И он размышлял всю прогулку, зачем ей понадобился неологизм, придя к выводу, что тигры кажутся ей существами совсем не страшными — большие толстые кошки, полосатые, как тюфяк, а вот злыгры…
Саша посмотрел вниз, на Варьку. Толстый щенок с обрубком хвоста обнюхивал ее туфельку. Потом, испугавшись чего-то, отпрыгнул, и Варька побежала за ним. Сколько в них было грации, и в ней, и в толстом щеночке, сколько естественной красоты! Саше вдруг неприятна стала собственная усталая неуклюжесть, смятение души. Как уцелеть, не оскоромиться? Как собрядить эту вот естественность, красоту, близость к природе, и при этом собрядить свою особ-ность, такую заметную в детстве?
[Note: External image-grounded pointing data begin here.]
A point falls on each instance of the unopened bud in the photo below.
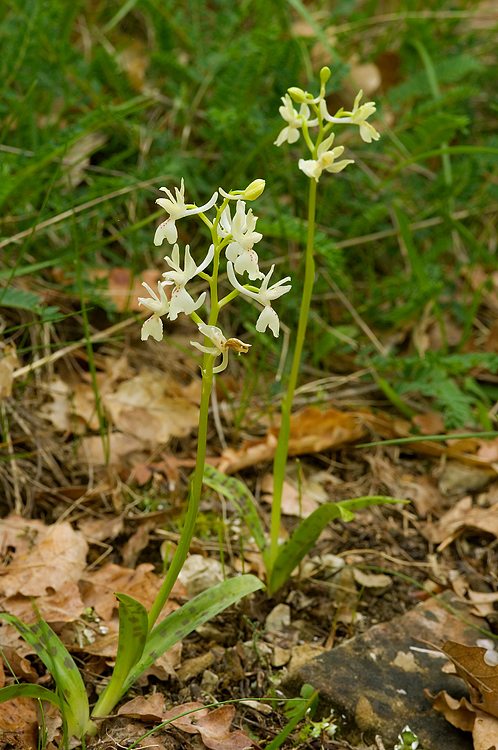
(237, 346)
(297, 94)
(253, 190)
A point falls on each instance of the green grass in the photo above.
(395, 231)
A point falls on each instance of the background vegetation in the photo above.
(103, 102)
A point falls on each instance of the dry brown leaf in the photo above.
(480, 678)
(57, 560)
(419, 489)
(143, 407)
(20, 718)
(18, 534)
(8, 363)
(462, 516)
(311, 431)
(99, 529)
(65, 605)
(97, 588)
(430, 423)
(123, 288)
(213, 726)
(120, 447)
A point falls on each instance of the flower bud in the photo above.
(253, 190)
(297, 94)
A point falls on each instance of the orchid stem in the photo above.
(195, 495)
(281, 452)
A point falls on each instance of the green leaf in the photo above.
(305, 536)
(133, 627)
(30, 691)
(238, 494)
(183, 621)
(298, 715)
(61, 665)
(20, 299)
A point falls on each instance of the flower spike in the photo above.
(268, 317)
(177, 209)
(221, 345)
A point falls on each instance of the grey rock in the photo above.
(375, 682)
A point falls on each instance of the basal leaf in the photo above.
(30, 691)
(183, 621)
(133, 627)
(305, 536)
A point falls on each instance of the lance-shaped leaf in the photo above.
(133, 626)
(61, 665)
(183, 621)
(30, 691)
(305, 536)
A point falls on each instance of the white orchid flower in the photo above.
(159, 304)
(358, 116)
(221, 345)
(177, 209)
(268, 317)
(295, 119)
(181, 301)
(241, 251)
(313, 168)
(251, 192)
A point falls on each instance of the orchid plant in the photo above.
(280, 560)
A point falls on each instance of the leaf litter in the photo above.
(109, 539)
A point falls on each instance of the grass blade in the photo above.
(30, 691)
(59, 662)
(238, 494)
(133, 627)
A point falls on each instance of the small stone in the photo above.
(376, 680)
(280, 656)
(279, 619)
(209, 682)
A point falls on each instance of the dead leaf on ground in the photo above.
(467, 717)
(57, 560)
(292, 504)
(460, 518)
(311, 431)
(65, 605)
(419, 489)
(213, 726)
(19, 718)
(8, 363)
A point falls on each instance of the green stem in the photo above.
(280, 459)
(195, 495)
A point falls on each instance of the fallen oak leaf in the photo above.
(194, 718)
(311, 431)
(480, 677)
(463, 715)
(462, 516)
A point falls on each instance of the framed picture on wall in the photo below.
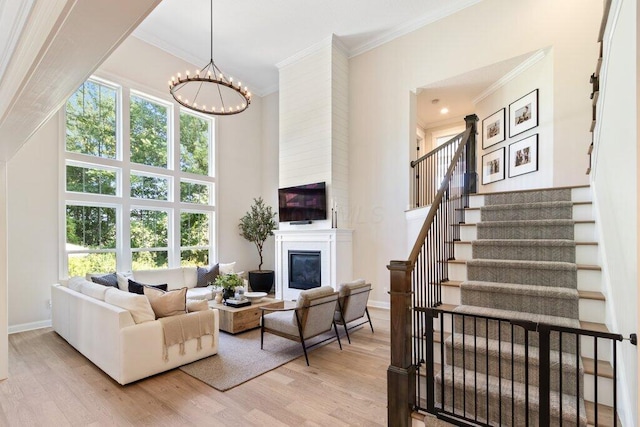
(523, 114)
(523, 156)
(493, 166)
(493, 129)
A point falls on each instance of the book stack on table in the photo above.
(232, 302)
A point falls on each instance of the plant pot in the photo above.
(261, 280)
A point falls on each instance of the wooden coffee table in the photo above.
(234, 320)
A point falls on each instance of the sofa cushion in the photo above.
(207, 275)
(197, 305)
(165, 304)
(138, 305)
(137, 288)
(200, 293)
(106, 280)
(123, 280)
(93, 290)
(227, 268)
(173, 277)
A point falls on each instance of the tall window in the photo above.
(154, 185)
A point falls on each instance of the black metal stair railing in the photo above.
(417, 281)
(466, 388)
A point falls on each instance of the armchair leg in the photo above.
(335, 328)
(304, 346)
(346, 330)
(366, 310)
(262, 332)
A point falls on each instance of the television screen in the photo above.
(302, 203)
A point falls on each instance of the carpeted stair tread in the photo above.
(538, 273)
(507, 314)
(525, 249)
(468, 352)
(547, 195)
(524, 290)
(529, 229)
(499, 394)
(527, 211)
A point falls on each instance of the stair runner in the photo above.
(523, 267)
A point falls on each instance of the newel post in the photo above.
(401, 379)
(471, 174)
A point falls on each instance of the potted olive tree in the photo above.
(255, 226)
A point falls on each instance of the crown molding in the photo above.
(13, 18)
(519, 69)
(407, 28)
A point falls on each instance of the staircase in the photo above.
(531, 256)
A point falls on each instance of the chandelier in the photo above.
(209, 90)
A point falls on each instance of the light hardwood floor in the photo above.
(51, 384)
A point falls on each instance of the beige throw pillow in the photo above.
(137, 305)
(165, 304)
(197, 305)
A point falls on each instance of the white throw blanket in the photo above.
(182, 328)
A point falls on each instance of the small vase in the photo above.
(227, 293)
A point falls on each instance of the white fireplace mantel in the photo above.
(336, 256)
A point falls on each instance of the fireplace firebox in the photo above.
(304, 269)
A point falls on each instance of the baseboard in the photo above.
(379, 304)
(29, 326)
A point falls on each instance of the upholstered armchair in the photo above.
(352, 305)
(313, 315)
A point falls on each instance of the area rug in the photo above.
(240, 359)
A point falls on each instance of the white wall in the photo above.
(4, 297)
(380, 114)
(305, 120)
(270, 167)
(537, 76)
(314, 105)
(615, 186)
(33, 179)
(33, 240)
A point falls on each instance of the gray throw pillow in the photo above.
(207, 274)
(106, 280)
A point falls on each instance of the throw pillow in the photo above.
(137, 305)
(106, 280)
(138, 288)
(207, 274)
(123, 280)
(227, 268)
(93, 290)
(197, 305)
(75, 283)
(165, 304)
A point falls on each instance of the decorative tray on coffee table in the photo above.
(255, 296)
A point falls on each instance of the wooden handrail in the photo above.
(402, 371)
(417, 246)
(436, 150)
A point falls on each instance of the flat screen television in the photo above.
(302, 203)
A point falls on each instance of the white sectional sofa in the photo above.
(115, 330)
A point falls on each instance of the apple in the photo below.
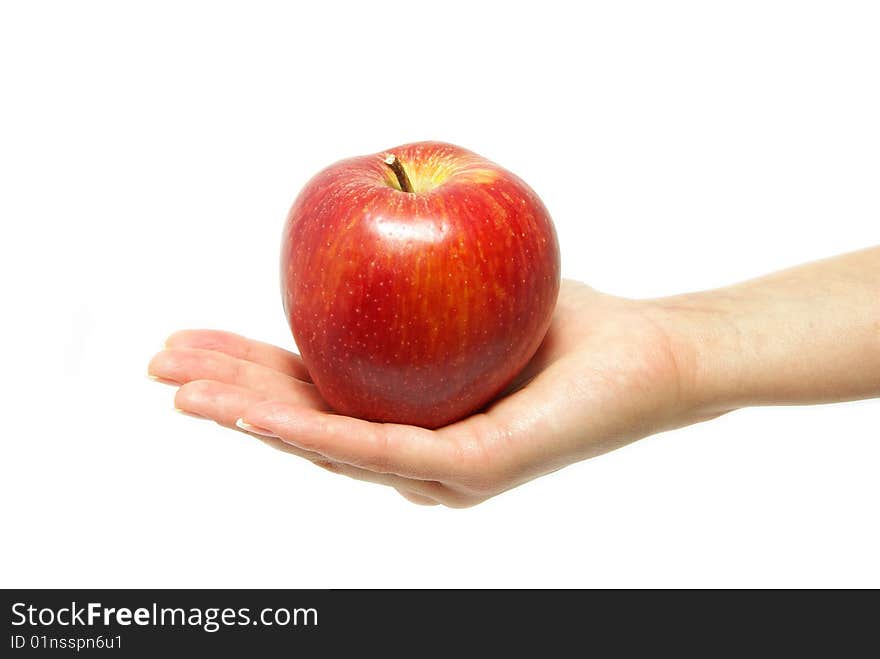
(417, 282)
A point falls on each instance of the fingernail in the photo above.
(156, 378)
(244, 425)
(192, 414)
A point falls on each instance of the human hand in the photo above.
(607, 373)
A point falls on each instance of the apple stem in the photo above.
(397, 167)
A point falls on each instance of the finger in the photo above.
(184, 365)
(242, 348)
(384, 448)
(218, 401)
(418, 499)
(225, 403)
(425, 490)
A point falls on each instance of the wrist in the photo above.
(705, 340)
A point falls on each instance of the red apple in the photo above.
(417, 282)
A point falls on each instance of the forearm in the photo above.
(810, 334)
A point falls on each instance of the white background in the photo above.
(149, 153)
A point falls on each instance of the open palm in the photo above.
(605, 375)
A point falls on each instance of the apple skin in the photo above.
(417, 307)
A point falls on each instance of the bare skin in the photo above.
(610, 371)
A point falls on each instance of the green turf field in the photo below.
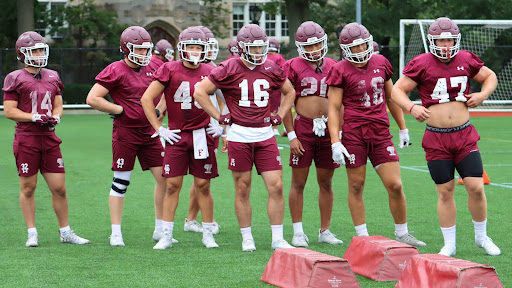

Он шел за щенком и Варькой, опечаленный своим беспокойством, своей неудовлетворенностью, неумением понять главное в жизни природы и тем жить самому…
Сашина трудовая жизнь после Людкиного отъезда внешне не изменилась — все то же спокойное бдение среди стихотворных томиков. Впрочем, спокойным оно было только внешне, потому что Саша все больше втягивался в эту полемику с живыми и мертвыми, в эту неравную игру, в которой он становился все злее и непримиримее, а порою злился по пустякам: отчего «им разговаривал Ленин», почему не «на нем разговаривал»? Он занимался сейчас переводными одами, для русского поэта это был частый случай заказной работы, что же до неведомых иноязычных авторов (неведомо, существовали ли они вообще), то они в своем одическом энтузиазме могли быть даже более искренними, чем их европейские собратья, впрочем, они отгорожены были от исследователя тройной завесой своей анонимности, незнакомого языка и халтурного подстрочника. Саша помнил эти подстрочники еще по институтским заработкам, они состояли из общих фраз и невольно наводили на подозрение, что у наиболее удачных опытов в этом жанре, может, подстрочника и вовсе не было и его набрасывал для нужд бухгалтерии сам предприимчивый переводчик. Так или иначе, для Сашиной диссертации эти оды представляли благотворный источник из-за очевидности реалий и приемов, из-за легкости классификации, однако для повседневных его радений материал этот был довольно скучен.
Впрочем, совсем недавно Саша обнаружил иной источник вдохновения и размышлений. Навела его на этот источник его собственная классификация (рожденная, в свою очередь, символикой и образным строем диссертационных стихов) — «Чудеса», «Преображения», «Спаситель». Саша выпросил в Москве у приятеля широко известную в литературных кругах, но никем почти из друзей не читанную, хотя как будто и не запрещенную, книгу — «Библия. Книга Священного Писания Ветхого и Нового Завета». Первое, что поразило Сашу в этой книге, была поэзия — как же он, поэт, специально изучавший поэзию в институте (он, впрочем, уже давно не принимал всерьез ни своих, ни чужих институтов — слишком много их тут бродило по дорожкам парка, полуграмотных гуманитариев со значками университетов на груди!), не знал книги такой поэтической силы? Позднее, пробившись через заслон собственных, воспитанных школой предрассудков, а также реалий незнакомой ему древности, он стал обнаруживать животрепещущую злободневность книги. Истины, ей провозглашаемые, были так очевидны и серьезны, что Саша даже заинтересовался однажды, знал ли Вождь, что существует такая книга? Изучал ли он ее всерьез или тоже знал о ней понаслышке? Впрочем, последнее занимало его недолго, потому что вопрос этот растворился в океане других проблем и сомнений, а вот различные мысли и образы самой этой книги заняли Сашу надолго. Одними из его любимых евангельских авторов стали евангелист Матфей и апостол Павел, послания которого чуть не каждою фразой бередили Сашину душу: «Где мудрец? Где книжник? Где вопросник века сего? Не обратил ли Бог мудрость мира сего в безумие? Ибо когда мир своею мудростию не познал Бога в премудрости Божией, то благоугодно было Богу юродством проповеди спасти верующих».